Passaram-se os dias, e quando transamos, notei que ela anota num calendário cada vez que tem intimidade. Quando pude, peguei e entrei no calendário, busquei a data daquela noite e estava escrito: "Atos sexuais – 4 vezes, sem proteção, 2 orgasmos" 🫨🫨. Minha mente explodiu. Não sabia como me sentir. Meu pau ficou duro. Eu sentia vontade de gritar e chorar. Mas a dúvida de como tinha acontecido me consumia. Procurei pistas nas conversas, algo que indicasse o que rolou naquela noite, mas nada. Não queria perguntar, mas a dúvida estava lá – não conseguia olhar nos olhos dela.

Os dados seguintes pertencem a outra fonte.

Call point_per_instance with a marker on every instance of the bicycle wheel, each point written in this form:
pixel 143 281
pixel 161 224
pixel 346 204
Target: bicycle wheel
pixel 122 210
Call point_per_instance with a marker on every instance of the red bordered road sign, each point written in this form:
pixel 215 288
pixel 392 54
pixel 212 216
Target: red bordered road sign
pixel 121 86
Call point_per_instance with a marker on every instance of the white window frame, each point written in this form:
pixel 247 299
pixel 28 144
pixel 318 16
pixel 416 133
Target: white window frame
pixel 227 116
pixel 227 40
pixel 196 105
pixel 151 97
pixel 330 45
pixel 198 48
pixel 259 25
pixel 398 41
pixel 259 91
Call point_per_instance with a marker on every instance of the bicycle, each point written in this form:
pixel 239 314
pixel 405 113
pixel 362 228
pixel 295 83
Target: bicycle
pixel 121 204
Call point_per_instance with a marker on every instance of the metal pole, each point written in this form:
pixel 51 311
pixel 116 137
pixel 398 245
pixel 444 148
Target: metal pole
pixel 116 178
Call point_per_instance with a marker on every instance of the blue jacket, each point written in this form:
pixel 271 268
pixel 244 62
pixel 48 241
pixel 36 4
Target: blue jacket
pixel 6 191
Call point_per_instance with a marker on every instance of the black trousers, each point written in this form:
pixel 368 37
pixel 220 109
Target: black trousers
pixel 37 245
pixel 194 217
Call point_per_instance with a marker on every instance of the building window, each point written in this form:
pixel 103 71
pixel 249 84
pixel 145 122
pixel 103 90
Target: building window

Até que chegou o dia, quase dois meses depois. Ela percebeu meu comportamento e perguntou o que estava acontecendo. Eu disse: "Me empresta seu celular". Ela me deu enquanto procurava um filme. Eu entrei no calendário 📅, busquei a data e encarei ela. Ela chorou e não falava. A verdade é que eu já estava assustado, porque até ela... Faltava o ar. Praticamente, em vez de ficar com raiva, já estava com medo de que fosse dar alguma coisa em mim. Passadas as horas mais calmas, ela me contou que, depois de vários tragos, Carlos a beijou – ela estava tão bêbada que quase não lembrava, me dizia. Que foi vomitar e que estava inchada quando Carlos começou a fazer um oral nela, e que isso a animou e ela pulou em cima dele, e transaram. Depois mandaram os outros pro bar e se trancaram no banheiro pra transar mais. E antes de irem pro bar, transaram de novo. E antes de chegar no bar, transaram mais uma vez no carro, e aí ela perdeu a consciência até quase às 4h, quando ficou um pouco melhor. E Carlos pediu um Uber pra irem buscar a Karla, mas no final ela mandou Carlos no Uber e passou pela Carla, até que Carla a deixou na minha casa. Aí ela sentou no sofá pra pensar e acabou dormindo. Tecnicamente, eu não conseguia processar tudo de uma vez e deixei assim. Passaram vários dias em que eu sentia raiva ao vê-la. Mas toda vez que eu tomava banho, me acabava na punheta quase. Estávamos em pausa no trabalho, tivemos uma conversa e ela pedia desculpas e tal. E aí saiu meu lado tarado e eu perguntei se ela gostava que eu fosse honesto. Ela disse que em duas ocasiões sim, mas nas outras estava com tanto álcool que não sentia nada, era mais como um sonho. Ela me disse que Carlos tinha gravado uma vez com o celular dela. Eu pedi o vídeo e ela não queria, até que me enviou. Fui ao banheiro e comecei a ver, e ufff... Carlos dava umas estocadas de pau tremenda. Olhei umas três vezes, um vídeo de 5 minutos, e gozei. Mandei uma foto pra ela e disse: "Olha o que você causa". Ela meio confusa. Eu disse: "Em casa a gente conversa". Chegou em casa e mal a vi, já agarrei e fiz dela minha putinha.